Well. Neither do I really like Harley Davidsons, to be honest, but that is mainly because they don't meet certain objective performance standards. You'll never hear a Harley owner say that he bought that bike because it was the best he could get for his budget. He bought one because he worships them.
Takamine guitars, on the other hand, do what they're supposed to do and even more. They're a very rational choice for a professional player on a budget, maybe even the best.
Last edited by Marcel Veltman at Aug 16, 2007,
#13
Quote by Marcel Veltman
...They're a very rational choice for a professional player on a budget, maybe even the best.


I agree. Id rate takamine second only to alvarez for making great guitars across the board in all price ranges and their entry level guitars are possibly the best for the money you pay.
#14
Quote by samick007
i feel the same way about ibanez


ibanez doesnt have that many guitars. they have their low mid and high ends and signatures and then the artcores really. just a few different variants in each section, mainly just aesthetics
#15
Quote by Chad48309
*Ahem* biased much?


Why exactly am I biased? Not liking a guitar isn't having a bias, it's having an opinion. If I was the owner of fender then yes I might be biased.

And I don't even think they're very good guitars at all, I don't see what the fuss is about. I'd sooner have loads of guitars than go for a takamine.
#16
I don't particularly care for takamine anymore. I bought one around 1998 during the phase where all country musicians were playing them. paid $400 USD. by 2002 the tuning pegs were pulling out of the headstock from the string tension. the EQ built into the guitar didn't do a damn thing. The unplugged tone wouldn't match a First Act guitar from WalMart, and it didn't improve when it was plugged into a Fender Twin.

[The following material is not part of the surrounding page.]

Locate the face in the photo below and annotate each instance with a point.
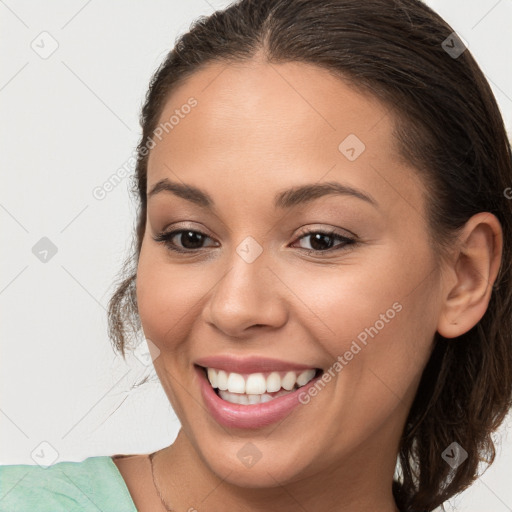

Pure crap, at least the laminated Martins have a good sound, warantee, and of course the logo. /rant

TS, have you checked out Blue Ridge guitars from Saga? They are in the same price range as Takamine, solid tops on most, great sound, and stunning inlay. Play before you buy, though; I played about 15 and only one had a sound that I thought matched the price of the instrument. Most were weak on the bass. Good volume, treble, and mids, but above $500 and I want to hear professional quality.